Kayserispor, Süper Lig’in 12. haftasında İstanbul’da Fenerbahçe’ye konuk oldu.
Sarı-Kırmızılılar, mücadeleden 4-2 mağlubiyetle ayrılarak milli araya hem moralsiz hem de düşme hattında girdi. Skor tabelasında kaybeden taraf biz olsak da, sahada direnen, mücadele eden ve pes etmeyen bir Kayserispor vardı.
Bu sezonun ilginç bir istatistiği var: Kayserispor, kaybettiği maçlarda hep çok gol yedi.
Sahasında oynadığı ve kaybettiği maçlarda Galatasaray ve Beşiktaş’tan 4, Samsunspor’dan 3 gol yedi. Deplasmanda Trabzonspor ve Fenerbahçe karşısında da aynı tablo tekrarlandı: Yine 4 gol.
Ancak bu maçlardan yalnızca Samsunspor ve Fenerbahçe karşısında gol bulabildik. Bu da yeni teknik direktörün hücum hattına biraz daha canlılık kazandırdığını gösteriyor.
Yine de, bu çaba galibiyet ya da puan getirmeye yetmedi.
Fenerbahçe maçına gelirsek…
Rakibin hem kendi taraftarı önünde oynaması hem de Galatasaray’ın Kocaeli deplasmanında puansız dönmesinin verdiği ekstra motivasyonla sahada daha istekli olacağı belliydi.
Ama bu kadar motive bir takımın, hakem desteğine ihtiyacı var mıydı?
Bence hayır.
Hakem Ozan Ergün, daha önce yönettiği 4 Fenerbahçe maçının 4’ünü de sarı-lacivertlilerin kazandığı bir istatistiğe sahipti. Görünen o ki bu “şans serisini” bozmak istemedi.
Maçın 17. dakikasında Asensio’nun Carole’un kafasına attığı tekmeye kırmızı kart göstermemesi ve VAR hakemi Ömer Faruk Turtay’ın da devreye girmemesi maçın kırılma anıydı.

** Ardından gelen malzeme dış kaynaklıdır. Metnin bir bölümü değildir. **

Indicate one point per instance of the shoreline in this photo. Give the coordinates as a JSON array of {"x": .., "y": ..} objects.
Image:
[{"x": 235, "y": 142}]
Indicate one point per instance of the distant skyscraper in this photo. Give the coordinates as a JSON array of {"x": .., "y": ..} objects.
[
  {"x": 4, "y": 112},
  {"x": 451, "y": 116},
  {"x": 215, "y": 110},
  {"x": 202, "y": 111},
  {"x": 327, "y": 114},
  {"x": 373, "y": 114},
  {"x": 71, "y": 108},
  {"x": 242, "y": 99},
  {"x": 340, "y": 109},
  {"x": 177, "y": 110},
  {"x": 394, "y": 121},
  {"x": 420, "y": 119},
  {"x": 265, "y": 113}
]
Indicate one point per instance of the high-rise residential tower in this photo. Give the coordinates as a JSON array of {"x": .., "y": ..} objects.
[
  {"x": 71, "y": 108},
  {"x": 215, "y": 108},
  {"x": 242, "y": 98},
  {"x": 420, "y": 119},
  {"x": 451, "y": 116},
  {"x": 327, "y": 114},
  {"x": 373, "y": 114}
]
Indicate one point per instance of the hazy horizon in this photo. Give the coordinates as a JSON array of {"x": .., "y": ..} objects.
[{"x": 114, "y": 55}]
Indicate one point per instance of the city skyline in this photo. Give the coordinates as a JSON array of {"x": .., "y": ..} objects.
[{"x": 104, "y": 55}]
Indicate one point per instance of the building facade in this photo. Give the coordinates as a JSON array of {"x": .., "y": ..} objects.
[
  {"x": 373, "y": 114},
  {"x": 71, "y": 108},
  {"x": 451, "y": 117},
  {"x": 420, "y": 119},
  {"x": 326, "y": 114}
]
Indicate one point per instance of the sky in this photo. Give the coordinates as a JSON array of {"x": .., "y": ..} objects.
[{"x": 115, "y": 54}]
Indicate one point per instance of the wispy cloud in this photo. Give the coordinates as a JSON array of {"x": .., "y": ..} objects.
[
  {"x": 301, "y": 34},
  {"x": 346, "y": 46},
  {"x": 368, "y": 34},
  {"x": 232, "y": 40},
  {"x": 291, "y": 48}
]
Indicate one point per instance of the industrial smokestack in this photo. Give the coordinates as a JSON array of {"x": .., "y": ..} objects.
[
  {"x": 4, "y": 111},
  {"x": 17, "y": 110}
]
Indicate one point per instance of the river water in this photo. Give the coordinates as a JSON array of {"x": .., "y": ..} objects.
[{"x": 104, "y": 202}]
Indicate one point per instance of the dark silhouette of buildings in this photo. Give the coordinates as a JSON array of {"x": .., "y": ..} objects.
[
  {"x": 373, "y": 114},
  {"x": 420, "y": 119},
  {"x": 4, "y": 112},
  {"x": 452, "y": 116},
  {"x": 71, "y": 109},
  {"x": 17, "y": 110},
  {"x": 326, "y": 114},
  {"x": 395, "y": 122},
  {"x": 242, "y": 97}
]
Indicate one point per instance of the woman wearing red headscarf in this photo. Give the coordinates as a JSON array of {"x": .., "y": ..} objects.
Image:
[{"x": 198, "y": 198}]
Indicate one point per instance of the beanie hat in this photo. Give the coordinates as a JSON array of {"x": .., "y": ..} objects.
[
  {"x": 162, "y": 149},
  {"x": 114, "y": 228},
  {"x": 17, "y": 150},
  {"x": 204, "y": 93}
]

Malum son günlerde hakem, bahis ve gözaltı haberleri arasında VAR’da daha tecrübeli bir isim bulamamış olacaklar ki, karar Fenerbahçe lehine şekillendi.
Üstelik oyundan atılması gereken Asensio’nun 38. dakikada takımını öne geçirmesi de gecenin ironisi oldu.
Bu ülkede Anadolu takımı olarak büyük maçlarda puan almak istiyorsanız, sadece sahadaki rakibinizi değil, bazen hakemi de yenmek zorunda kalıyorsunuz.
Bu cümle klişe gibi görünse de, maalesef hâlâ geçerliliğini koruyor.
Şimdi önümüzde milli ara var.
Bu arayı doğru değerlendirip eksiklerimizi gidermemiz şart.
Bugün sahaya çıkan kadro, mücadele gücüyle umut verdi.
Takımın düşme hattında yer alması bizi demoralize etmemeli; aksine daha da motive olmalıyız.
Milli ara sonrası evimizde oynayacağımız Gaziantep FK maçı, yeniden yükselişin ilk adımı olabilir.
Unutmayalım; bu şehir, bu takımın arkasında durdukça Kayserispor her zorluğun altından kalkar.
Yeter ki, sahada emeğin karşılığını engelleyenler değil, adalet konuşsun.